One carer said that the caring years were “the darkest years of my life, and the years I felt most spiritually dead”. Others said that their faith had been challenged by caring for a loved one with dementia, but also deepened.

The study was carried out by four researchers, all aged over 70. Most who responded to the survey had been caring for a loved one for more than three years, although two had been caring for more than 20 years, and one woman had been caring for her mother for 17 years.

All were aged over 50: most who responded were in their seventies and eighties.

The Revd John Cole, one of the authors, is a former national adviser (unity in mission) to the Church of England. He said that the study showed that churches should do more to support carers of people with dementia, particularly as many are forced to drop out of church activities owing to the demands on their time.

“There is scope for more and deeper listening. Local church members should not give up on visiting those who are in danger of losing touch with their church because of the demands of their caring role.

“Some carers clearly face considerable difficulties, once their caring role has ceased, in returning to regular churchgoing after what has often been a long period of enforced absence. If other church members understand, they will be able to help.”

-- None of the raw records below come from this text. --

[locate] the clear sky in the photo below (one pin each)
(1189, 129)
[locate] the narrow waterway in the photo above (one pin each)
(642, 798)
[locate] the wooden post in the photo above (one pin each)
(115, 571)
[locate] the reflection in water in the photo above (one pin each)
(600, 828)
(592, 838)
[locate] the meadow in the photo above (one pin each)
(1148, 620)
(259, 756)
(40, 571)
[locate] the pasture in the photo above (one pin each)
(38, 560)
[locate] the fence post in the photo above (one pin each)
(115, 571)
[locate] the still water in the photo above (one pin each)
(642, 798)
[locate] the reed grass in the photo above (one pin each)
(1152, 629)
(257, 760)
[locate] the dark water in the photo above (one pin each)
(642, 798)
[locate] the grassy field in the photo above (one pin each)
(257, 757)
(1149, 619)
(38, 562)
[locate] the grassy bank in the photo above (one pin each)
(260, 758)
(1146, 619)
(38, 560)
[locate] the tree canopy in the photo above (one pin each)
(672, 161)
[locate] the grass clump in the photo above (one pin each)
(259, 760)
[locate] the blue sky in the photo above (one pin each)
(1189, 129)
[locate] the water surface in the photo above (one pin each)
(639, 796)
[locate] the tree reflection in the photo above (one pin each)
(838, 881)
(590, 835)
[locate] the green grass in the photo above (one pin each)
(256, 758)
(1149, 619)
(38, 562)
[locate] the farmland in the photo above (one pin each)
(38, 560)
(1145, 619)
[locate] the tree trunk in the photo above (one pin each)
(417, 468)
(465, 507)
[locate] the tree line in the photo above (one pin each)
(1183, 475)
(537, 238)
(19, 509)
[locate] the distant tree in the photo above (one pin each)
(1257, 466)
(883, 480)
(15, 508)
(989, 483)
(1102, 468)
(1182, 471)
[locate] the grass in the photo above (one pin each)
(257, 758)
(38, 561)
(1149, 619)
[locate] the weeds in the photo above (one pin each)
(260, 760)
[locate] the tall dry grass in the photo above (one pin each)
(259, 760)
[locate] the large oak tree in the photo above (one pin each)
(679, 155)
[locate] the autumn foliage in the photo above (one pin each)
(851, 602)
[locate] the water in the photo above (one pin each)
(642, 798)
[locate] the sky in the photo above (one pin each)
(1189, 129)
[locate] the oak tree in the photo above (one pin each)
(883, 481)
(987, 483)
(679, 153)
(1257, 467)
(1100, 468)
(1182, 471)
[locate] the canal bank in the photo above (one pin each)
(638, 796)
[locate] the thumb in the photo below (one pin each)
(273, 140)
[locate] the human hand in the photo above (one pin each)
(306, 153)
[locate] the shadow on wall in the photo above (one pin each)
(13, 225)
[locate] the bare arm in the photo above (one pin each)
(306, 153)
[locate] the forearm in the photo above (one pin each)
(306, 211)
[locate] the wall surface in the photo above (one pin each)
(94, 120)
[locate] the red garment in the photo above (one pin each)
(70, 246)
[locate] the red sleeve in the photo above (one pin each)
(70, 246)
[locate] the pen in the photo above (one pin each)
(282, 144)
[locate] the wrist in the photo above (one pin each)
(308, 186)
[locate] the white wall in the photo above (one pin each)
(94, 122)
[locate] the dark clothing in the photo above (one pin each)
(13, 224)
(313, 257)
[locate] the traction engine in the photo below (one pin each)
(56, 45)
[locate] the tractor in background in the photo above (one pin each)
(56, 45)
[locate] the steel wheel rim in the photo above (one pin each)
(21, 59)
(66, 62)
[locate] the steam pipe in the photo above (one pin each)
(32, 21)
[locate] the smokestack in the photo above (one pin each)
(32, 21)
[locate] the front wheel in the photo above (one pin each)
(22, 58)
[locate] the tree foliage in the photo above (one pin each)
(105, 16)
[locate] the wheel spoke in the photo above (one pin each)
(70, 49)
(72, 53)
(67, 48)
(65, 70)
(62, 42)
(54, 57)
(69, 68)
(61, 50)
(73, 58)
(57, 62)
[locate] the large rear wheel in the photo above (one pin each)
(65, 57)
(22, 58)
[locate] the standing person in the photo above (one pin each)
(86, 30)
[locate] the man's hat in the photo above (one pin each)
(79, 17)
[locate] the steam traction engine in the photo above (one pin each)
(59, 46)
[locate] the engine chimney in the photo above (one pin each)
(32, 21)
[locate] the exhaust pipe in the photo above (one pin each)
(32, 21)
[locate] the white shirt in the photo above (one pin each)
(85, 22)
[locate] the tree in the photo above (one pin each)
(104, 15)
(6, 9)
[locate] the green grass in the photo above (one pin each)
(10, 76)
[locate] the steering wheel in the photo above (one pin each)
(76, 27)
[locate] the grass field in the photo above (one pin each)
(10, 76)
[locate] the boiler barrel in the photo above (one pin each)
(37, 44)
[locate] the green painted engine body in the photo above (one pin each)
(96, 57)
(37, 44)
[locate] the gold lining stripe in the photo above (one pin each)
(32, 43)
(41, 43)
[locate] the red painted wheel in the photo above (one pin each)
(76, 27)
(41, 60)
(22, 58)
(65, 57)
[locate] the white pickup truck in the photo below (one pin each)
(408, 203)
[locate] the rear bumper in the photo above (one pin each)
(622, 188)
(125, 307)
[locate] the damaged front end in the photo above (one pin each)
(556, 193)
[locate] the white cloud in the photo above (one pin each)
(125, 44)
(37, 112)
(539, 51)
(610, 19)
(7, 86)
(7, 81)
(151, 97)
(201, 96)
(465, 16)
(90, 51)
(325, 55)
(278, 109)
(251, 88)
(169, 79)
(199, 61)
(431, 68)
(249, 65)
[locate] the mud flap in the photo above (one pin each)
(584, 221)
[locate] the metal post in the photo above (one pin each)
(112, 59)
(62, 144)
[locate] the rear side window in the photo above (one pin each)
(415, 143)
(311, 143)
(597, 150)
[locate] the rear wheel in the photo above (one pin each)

Churches should do everything possible to become “dementia friendly” and be less wary of people who are suffering from dementia, the study suggests. They could also play a crucial part in helping carers to make new friendships to help them offset their emotional loneliness.

The full study, The Loneliness of the Long-distance Carer: The experience of primary carers of loved ones with dementia, by A. Jewell, J. Cole, J. Rolph, and P. Rolph, is published in the latest issue of the journal Rural Theology.